当前位置:网站首页>Tiktok crawler tutorial, from 0 to 1, get tiktok user data.

Tiktok crawler tutorial, from 0 to 1, get tiktok user data.

2020-12-08 09:53:44 TiToData

Tiktok crawler tutorial , from 0 To 1, Get tiktok user data

Preface

Because the ultimate goal is to grasp the tiktok video data. , The video data that requests the request to shake the voice through the packet is required tiktok. sec_id, This is encrypted id We don't know the generation process of , But we can see the corresponding tiktok from the user's data packet. sec_id, And this is encrypted id It won't change , So I can crawl the user's data first , However, we can get other users' sec_id, We know the user's data , We can crawl the user's video data . This article will introduce tiktok user data crawling. .

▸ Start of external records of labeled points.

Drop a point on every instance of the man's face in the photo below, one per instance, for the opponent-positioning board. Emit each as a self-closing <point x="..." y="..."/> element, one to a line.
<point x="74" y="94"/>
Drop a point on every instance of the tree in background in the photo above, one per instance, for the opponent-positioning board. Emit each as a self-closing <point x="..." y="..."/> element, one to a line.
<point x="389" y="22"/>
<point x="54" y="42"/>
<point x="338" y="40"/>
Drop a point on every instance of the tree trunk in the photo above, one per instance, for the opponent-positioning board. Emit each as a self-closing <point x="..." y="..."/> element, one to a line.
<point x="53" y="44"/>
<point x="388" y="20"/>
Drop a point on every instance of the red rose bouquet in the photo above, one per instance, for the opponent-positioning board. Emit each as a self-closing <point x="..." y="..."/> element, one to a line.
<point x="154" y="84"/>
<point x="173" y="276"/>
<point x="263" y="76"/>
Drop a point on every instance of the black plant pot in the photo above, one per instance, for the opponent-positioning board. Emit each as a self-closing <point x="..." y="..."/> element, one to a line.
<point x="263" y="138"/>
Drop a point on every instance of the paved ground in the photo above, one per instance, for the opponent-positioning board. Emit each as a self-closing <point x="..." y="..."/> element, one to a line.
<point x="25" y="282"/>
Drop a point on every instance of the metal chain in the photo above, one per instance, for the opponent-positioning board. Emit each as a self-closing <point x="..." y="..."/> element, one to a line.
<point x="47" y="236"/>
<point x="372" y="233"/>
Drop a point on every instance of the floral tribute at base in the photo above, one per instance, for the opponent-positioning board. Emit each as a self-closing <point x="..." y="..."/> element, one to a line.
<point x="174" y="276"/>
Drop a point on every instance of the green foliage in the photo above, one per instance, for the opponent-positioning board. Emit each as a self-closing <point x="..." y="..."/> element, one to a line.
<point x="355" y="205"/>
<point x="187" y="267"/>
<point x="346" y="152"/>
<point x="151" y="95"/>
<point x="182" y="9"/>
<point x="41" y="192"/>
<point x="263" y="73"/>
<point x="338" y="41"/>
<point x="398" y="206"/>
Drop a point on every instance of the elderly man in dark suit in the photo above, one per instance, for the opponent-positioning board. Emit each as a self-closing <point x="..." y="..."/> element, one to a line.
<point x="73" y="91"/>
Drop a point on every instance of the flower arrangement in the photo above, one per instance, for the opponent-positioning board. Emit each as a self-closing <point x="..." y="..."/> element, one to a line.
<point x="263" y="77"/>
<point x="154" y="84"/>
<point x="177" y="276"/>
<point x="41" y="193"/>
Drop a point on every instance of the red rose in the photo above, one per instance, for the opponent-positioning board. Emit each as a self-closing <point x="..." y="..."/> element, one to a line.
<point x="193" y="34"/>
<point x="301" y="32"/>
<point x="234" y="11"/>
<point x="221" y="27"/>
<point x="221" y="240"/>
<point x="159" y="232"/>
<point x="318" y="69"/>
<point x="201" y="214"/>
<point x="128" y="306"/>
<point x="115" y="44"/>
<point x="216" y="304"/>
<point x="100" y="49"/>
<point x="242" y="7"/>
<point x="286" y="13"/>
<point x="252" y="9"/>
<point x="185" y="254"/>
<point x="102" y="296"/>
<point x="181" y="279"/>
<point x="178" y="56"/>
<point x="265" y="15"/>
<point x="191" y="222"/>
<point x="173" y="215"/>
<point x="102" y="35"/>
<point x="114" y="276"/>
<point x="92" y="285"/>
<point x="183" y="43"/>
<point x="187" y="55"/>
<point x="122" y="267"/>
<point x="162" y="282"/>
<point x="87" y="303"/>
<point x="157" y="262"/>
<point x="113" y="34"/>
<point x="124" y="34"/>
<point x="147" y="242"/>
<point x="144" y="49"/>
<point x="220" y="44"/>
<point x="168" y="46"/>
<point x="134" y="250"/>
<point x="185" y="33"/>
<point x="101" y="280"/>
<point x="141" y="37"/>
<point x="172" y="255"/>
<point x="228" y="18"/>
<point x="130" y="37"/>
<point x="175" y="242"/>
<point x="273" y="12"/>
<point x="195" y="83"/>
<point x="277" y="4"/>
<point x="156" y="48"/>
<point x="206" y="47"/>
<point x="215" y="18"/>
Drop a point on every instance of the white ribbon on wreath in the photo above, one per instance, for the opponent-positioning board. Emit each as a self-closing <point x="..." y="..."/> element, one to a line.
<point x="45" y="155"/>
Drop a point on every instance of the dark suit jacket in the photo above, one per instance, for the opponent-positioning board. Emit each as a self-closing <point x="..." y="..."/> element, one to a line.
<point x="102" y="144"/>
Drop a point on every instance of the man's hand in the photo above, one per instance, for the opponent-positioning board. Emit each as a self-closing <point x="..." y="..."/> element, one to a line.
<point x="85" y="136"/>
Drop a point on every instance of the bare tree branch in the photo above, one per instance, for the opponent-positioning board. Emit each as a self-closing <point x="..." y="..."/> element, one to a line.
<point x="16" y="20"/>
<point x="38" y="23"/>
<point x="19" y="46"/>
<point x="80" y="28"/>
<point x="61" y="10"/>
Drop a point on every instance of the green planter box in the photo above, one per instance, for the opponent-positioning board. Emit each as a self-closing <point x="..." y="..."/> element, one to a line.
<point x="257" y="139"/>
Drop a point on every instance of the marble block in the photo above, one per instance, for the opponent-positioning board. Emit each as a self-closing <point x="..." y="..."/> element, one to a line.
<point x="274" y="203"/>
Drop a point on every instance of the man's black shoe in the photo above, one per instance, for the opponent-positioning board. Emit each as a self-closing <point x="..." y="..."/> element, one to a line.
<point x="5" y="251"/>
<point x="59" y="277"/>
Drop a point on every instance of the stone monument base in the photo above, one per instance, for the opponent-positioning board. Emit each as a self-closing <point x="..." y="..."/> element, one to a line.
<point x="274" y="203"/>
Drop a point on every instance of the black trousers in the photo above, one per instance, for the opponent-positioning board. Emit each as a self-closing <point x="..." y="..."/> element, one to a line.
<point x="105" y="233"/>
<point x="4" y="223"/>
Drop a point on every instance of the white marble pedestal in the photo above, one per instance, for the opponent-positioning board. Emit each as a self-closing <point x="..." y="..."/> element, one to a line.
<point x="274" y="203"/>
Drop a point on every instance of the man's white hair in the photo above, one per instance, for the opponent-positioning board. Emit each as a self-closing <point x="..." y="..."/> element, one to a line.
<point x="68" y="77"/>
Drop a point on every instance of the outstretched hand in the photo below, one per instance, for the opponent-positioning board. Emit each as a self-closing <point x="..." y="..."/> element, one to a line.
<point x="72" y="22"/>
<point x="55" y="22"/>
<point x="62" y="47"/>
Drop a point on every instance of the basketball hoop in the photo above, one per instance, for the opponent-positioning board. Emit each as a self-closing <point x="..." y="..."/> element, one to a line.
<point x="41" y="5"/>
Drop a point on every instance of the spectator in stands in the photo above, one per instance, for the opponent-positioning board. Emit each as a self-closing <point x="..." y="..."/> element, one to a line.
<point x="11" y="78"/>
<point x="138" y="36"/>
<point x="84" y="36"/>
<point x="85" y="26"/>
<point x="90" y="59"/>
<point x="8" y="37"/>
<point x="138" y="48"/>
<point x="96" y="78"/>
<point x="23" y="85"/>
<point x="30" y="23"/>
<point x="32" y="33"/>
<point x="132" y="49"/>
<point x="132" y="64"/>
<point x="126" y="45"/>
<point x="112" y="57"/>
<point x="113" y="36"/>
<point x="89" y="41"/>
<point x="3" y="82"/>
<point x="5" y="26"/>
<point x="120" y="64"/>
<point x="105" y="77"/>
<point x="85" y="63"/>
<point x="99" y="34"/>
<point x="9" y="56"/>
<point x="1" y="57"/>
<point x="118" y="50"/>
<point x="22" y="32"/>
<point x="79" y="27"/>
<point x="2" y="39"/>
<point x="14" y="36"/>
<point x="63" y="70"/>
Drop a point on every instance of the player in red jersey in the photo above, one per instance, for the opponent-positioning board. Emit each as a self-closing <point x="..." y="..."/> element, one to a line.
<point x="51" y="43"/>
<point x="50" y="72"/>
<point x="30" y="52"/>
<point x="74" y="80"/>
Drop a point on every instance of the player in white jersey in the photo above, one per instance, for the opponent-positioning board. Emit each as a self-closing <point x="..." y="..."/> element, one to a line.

One 、 Analyze user request package

If you've configured the environment ( The mobile phone is installed with tiktok. app And packet capture software is also configured ), You can enjoy the following , Otherwise, please check Environment configuration Then continue with this article .

1. Analyze user data

Tiktok , Tiktok publisher personal page :( Click the publisher's portrait on the right to enter the publisher's personal page )
image.png
At this time, we'll check fiddle Bag caught , We found that the request address of the corresponding data contains “aweme” Styling url,fiddle In the upper right corner is our request data , In the lower right corner is the corresponding response data :
image.png
Because my crawling idea is to crawl the attention list of the following list according to the user's attention list , So I don't pay much attention to user data , I'm more interested in the user's following list data and fan data , that How to look at user's attention list Well ?
image.png
So we can see the list of users' concerns , So what is the corresponding packet capture software :
image.png
We can see from the picture follower It's the user's fan data ,following It's the users that users care about . The corresponding request header and response data are shown in the figure below :
image.png

1.1. Request header analysis

We first analyze the request data :
image.png
The request data includes the corresponding url( That is to say api), Corresponding header data , among headers There are Host、Connection、CookieAccept-EncodingX-SS-QUERIESX-SS-REQ-TICKETX-Tt-Token、sdk-version、User-AgentX-KhronosX-Gorgon、X-Pods

  • First of all, our corresponding introduction url
    api = "https://api.amemv.com/aweme/v1/user/follower/list/?" \ # url
          "user_id={}" \   # user_id  It can be found in the user's attention list 
          "&max_time={}" \ #  Current timestamp 
          "&count=20&offset=0&source_type=1&address_book_access=2&gps_access=2" \ #  Is not important 
          "&ts={}" \ #  Current timestamp 
          "&js_sdk_version=1.16.3.5&app_type=normal&manifest_version_code=630" \ #  Is not important 
          "&_rticket={}" \ #  Current timestamp 
          "&ac=wifi&device_id=47012747444&iid=1846815477740845" \ #  Is not important 
          "&os_version=8.0.0&channel=wandoujia_aweme1&version_code=630" \ #  Is not important 
          "&device_type=HUAWEI%20NXT-AL10&language=zh&resolution=1080*1812&openudid=b202a24eb8c1538a" \ #  Is not important 
          "&update_version_code=6302&app_name=aweme&version_name=6.3.0&os_api=26&device_brand=HUAWEI&ssmix=a" \ #  Is not important 
          "&device_platform=android&dpi=480&aid=1128" \ #  Is not important 
          "&sec_user_id={}"\  #  Encrypted uid  It can be found in the user's attention list 
          ".format(user_id, max_time, ts, _rticket, sec_user_id)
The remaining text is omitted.